SHANGHAI/WASHINGTON – China and the United States agree that stronger pledges to fight climate change should be introduced before a new round of international talks at the end of the year, the two countries said in a joint statement on Sunday.
“The United States and China are committed to cooperating with each other and with other countries to tackle the climate crisis,” their joint statement said. The two countries will continue to discuss “concrete actions in the 2020s to reduce emissions aimed at keeping the Paris Agreement-aligned temperature limit within reach.”
Kerry’s stop in Shanghai was the first high-level visit to China by a Biden administration official since the new president took office, and followed a contentious exchange between officials from the two countries in March in Alaska.
The talks also mark a resumption of climate dialogue between the world’s two biggest greenhouse gas emitters. Bilateral discussions ground to a halt during the administration of Donald Trump, who withdrew from the 2015 Paris agreement after claiming it unfairly punished US businesses.
The United States is expected soon to deliver a new pledge to reduce US greenhouse gas emissions in a bid to win back trust from foreign allies. Biden brought the United States back into the Paris climate accord.

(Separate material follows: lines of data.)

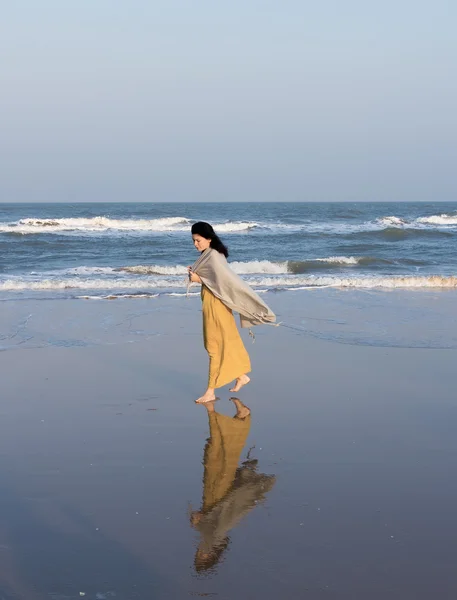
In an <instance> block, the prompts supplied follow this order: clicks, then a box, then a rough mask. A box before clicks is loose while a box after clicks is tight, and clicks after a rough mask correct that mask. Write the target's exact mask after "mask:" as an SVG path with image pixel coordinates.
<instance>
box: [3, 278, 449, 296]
mask: <svg viewBox="0 0 457 600" xmlns="http://www.w3.org/2000/svg"><path fill="white" fill-rule="evenodd" d="M245 279H246V280H247V281H248V283H249V284H250V285H252V286H253V287H256V288H257V287H261V288H266V289H269V290H272V289H278V288H286V289H287V288H295V289H297V288H299V287H303V286H307V287H336V288H457V277H453V276H449V277H444V276H441V275H429V276H421V277H414V276H407V277H393V276H378V277H373V276H358V277H357V276H353V277H338V276H330V275H323V276H319V275H308V276H303V277H301V276H298V275H287V274H278V275H276V276H270V277H268V276H267V277H265V276H263V275H256V276H247V277H245ZM170 288H172V289H173V288H181V289H182V290H184V288H185V282H184V280H183V279H182V278H179V279H177V278H176V277H174V278H170V277H162V278H159V277H158V278H156V277H154V278H152V277H149V278H146V279H145V278H141V277H140V278H138V277H132V278H119V279H111V278H102V279H95V278H80V277H74V278H67V279H58V278H54V279H41V280H36V279H32V280H31V279H28V278H24V277H17V278H14V279H13V278H11V279H7V280H4V281H1V282H0V291H22V290H34V291H40V290H61V291H62V290H72V289H80V290H111V291H113V292H114V291H117V290H135V293H141V292H145V290H149V289H170Z"/></svg>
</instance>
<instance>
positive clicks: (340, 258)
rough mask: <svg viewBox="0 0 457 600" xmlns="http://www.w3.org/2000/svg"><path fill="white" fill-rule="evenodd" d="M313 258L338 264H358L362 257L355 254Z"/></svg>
mask: <svg viewBox="0 0 457 600" xmlns="http://www.w3.org/2000/svg"><path fill="white" fill-rule="evenodd" d="M312 260H315V261H316V262H324V263H329V264H336V265H358V264H359V262H360V261H361V260H362V258H357V257H355V256H329V257H328V258H314V259H312Z"/></svg>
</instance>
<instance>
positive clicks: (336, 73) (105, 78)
mask: <svg viewBox="0 0 457 600" xmlns="http://www.w3.org/2000/svg"><path fill="white" fill-rule="evenodd" d="M456 30H457V3H456V2H453V1H451V0H448V1H443V0H434V1H433V2H432V1H431V0H427V2H424V1H421V0H414V1H413V0H395V1H394V0H383V1H382V2H381V1H376V2H374V1H370V0H344V1H343V0H319V2H316V0H313V1H312V2H309V1H308V0H278V1H274V2H273V1H270V0H262V1H260V0H255V1H254V0H231V1H230V2H217V1H215V0H211V1H210V0H192V1H191V0H154V2H151V0H129V2H126V1H125V0H78V1H77V2H75V1H74V2H64V1H62V0H40V1H39V2H38V1H37V0H15V1H14V2H8V3H4V6H3V7H2V19H1V21H0V56H1V68H0V202H15V201H18V202H19V201H20V202H76V201H87V202H91V201H93V202H97V201H137V202H146V201H153V202H168V201H170V202H171V201H256V202H259V201H446V200H453V201H455V200H457V169H456V165H457V110H456V107H457V76H456V75H457V36H456V34H455V32H456Z"/></svg>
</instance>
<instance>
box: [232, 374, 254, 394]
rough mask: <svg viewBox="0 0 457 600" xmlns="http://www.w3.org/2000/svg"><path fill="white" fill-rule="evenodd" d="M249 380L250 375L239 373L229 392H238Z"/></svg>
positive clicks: (249, 380) (250, 380)
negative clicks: (237, 376)
mask: <svg viewBox="0 0 457 600" xmlns="http://www.w3.org/2000/svg"><path fill="white" fill-rule="evenodd" d="M250 381H251V379H250V377H248V376H247V375H241V377H238V379H237V380H236V383H235V385H234V386H233V387H232V388H231V389H230V391H231V392H239V391H240V390H241V388H242V387H243V386H245V385H247V384H248V383H249V382H250Z"/></svg>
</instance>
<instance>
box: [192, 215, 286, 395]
mask: <svg viewBox="0 0 457 600" xmlns="http://www.w3.org/2000/svg"><path fill="white" fill-rule="evenodd" d="M192 239H193V242H194V246H195V248H196V249H197V250H198V251H199V252H200V253H201V256H200V258H199V259H198V260H197V262H196V263H195V264H194V265H193V266H192V267H188V271H189V280H190V281H191V282H195V283H200V284H201V285H202V292H201V297H202V308H203V338H204V343H205V349H206V351H207V352H208V355H209V377H208V388H207V390H206V392H205V393H204V394H203V396H200V398H198V399H197V400H196V402H198V403H204V402H211V401H212V400H215V399H216V396H215V393H214V392H215V389H216V388H220V387H223V386H224V385H227V384H228V383H229V382H230V381H233V380H235V385H234V386H233V387H232V388H231V390H230V391H231V392H238V391H239V390H240V389H241V388H242V387H243V386H245V385H246V384H247V383H249V381H250V378H249V377H248V373H250V371H251V362H250V359H249V354H248V353H247V351H246V348H245V347H244V344H243V342H242V340H241V337H240V334H239V332H238V329H237V326H236V323H235V319H234V317H233V313H232V311H233V310H235V311H236V312H238V313H239V314H240V318H241V326H242V327H251V326H252V325H260V324H262V323H270V324H271V323H273V322H274V321H275V319H276V317H275V315H274V313H273V312H272V311H271V310H270V309H269V308H268V306H267V305H266V304H265V303H264V302H263V301H262V300H261V299H260V298H259V297H258V296H257V294H255V293H254V291H253V290H252V289H251V288H250V287H249V286H248V285H247V284H246V282H244V281H243V280H242V279H240V278H239V277H238V276H237V275H236V274H235V273H234V272H233V271H232V270H231V269H230V267H229V266H228V263H227V257H228V249H227V247H226V246H225V245H224V244H223V243H222V241H221V239H220V238H219V237H218V236H217V235H216V233H215V231H214V229H213V228H212V227H211V225H210V224H209V223H204V222H198V223H195V224H194V225H192Z"/></svg>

The statement said the two countries also agreed to discuss specific emission reduction actions including energy storage, carbon capture and hydrogen. They said they would take action to maximise financing for developing countries to switch to low-carbon energy sources.
The Paris agreement encourages countries to submit more ambitious climate pledges if they are able to do so. China has already promised enhanced actions as it tries to meet its goal to become “carbon neutral” by 2060.